Miguel Barnet
Translated by George Henson

The sky at this hour melts into the ocean. The egrets are dark specks against the backdrop. A single blinking yellow beacon lights up the rocky strip along the malecón. The taste of saltpeter coats my tongue, and I savor the night with a sense of modesty. The night is long and bustling, and while I wait for the Moro, I dive into the pulp of bodies. The members of the tribe know me. They know I’m a queer fish, a loner.

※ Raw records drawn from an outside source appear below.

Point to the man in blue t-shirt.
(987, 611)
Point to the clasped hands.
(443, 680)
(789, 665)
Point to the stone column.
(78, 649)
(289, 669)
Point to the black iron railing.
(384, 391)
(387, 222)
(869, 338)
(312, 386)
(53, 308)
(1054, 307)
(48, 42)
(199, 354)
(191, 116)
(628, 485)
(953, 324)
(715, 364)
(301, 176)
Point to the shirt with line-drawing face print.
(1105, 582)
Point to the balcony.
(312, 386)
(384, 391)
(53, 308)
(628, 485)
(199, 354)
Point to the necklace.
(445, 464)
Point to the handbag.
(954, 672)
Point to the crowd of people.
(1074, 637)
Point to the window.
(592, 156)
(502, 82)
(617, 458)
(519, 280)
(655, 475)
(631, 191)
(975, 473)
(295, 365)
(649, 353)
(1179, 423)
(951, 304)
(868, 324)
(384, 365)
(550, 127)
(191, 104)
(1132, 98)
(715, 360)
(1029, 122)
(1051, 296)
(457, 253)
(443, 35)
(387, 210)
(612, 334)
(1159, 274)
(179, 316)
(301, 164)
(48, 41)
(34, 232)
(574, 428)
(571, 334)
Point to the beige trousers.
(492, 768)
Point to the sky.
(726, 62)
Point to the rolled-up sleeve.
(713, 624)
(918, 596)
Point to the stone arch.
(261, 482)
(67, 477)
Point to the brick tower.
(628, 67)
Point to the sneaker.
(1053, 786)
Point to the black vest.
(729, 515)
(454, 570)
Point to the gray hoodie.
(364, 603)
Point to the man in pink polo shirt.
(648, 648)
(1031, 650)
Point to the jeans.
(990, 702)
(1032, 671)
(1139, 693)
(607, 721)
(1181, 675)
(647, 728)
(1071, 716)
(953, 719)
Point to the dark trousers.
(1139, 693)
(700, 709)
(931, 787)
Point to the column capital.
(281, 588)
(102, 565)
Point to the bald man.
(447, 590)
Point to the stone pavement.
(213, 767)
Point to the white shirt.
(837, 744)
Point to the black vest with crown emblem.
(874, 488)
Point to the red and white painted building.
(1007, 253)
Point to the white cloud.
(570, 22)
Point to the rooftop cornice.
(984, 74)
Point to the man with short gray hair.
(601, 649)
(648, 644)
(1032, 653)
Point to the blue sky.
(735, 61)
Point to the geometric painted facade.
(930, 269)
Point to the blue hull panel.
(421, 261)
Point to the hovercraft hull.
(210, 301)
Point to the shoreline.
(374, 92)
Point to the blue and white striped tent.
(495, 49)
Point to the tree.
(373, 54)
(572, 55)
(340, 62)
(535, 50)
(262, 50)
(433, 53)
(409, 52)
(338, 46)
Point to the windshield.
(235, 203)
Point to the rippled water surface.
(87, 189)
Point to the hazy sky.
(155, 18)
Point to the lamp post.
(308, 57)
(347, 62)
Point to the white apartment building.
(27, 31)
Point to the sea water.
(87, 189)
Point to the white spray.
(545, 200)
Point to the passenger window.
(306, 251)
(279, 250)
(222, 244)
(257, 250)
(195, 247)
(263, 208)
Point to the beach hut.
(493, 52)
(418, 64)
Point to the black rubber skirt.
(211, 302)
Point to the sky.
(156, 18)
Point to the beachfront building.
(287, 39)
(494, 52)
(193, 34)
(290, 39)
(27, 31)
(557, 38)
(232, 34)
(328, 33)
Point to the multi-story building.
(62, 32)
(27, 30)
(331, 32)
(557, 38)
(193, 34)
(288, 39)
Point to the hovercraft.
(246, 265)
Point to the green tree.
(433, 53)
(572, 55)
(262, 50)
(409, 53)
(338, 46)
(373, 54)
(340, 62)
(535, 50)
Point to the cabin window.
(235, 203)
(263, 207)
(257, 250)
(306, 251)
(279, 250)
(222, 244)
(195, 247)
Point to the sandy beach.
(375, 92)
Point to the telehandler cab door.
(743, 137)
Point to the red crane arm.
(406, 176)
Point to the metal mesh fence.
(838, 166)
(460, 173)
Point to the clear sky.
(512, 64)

After looking me up and down and asking me stupid questions, they offer me a drink from the bottle of rum they’re passing around and invite me to sit on the wall: that immense sofa that we habaneros share almost every night; where we organize our lives; where sex and small talk are always within reach; where danger can be felt like a wave on the jagged rocks.

They speak in a low voice:

“That’s not the watch you wore yesterday. What brand is it?”

“It’s a Seiko. It’s not worth much.”

“But it’s a diver’s watch, no? You mean you can really wear it in the ocean?”

“I dunno. It says waterproof, but I’ve never gotten in the water with it.”

I ask about Yoandry. They tell me he had to go to Consolación because his grandmother got sick.

“Grandmother my ass! His French pal came to visit, and they went there on vacation,” the pícaro of the tribe whispers in my ear.

“It doesn’t matter,” I tell myself. Anyway, Yoandry is a sucked orange. It’s midnight, and the Moro is nowhere to be found.

The police are on the prowl, and I’m about to leave. To throw them off, I parked my ’51 Ford on the street, a ways from here. I don’t want anyone to know I have a car even if it’s a piece of shit; they can say what they want, it’s still a car: a magnet, a status symbol.

It’s cooler now, and a group of trovadores has arrived from Holguín, or so they say, but they’re probably from up in the monte. I ask them to play songs from the vieja trova and instead they play Manzanero and ugly ballads with cheap lyrics. For them, the vieja trova is the Stone Age: the generation gap digs into my back like a meat hook.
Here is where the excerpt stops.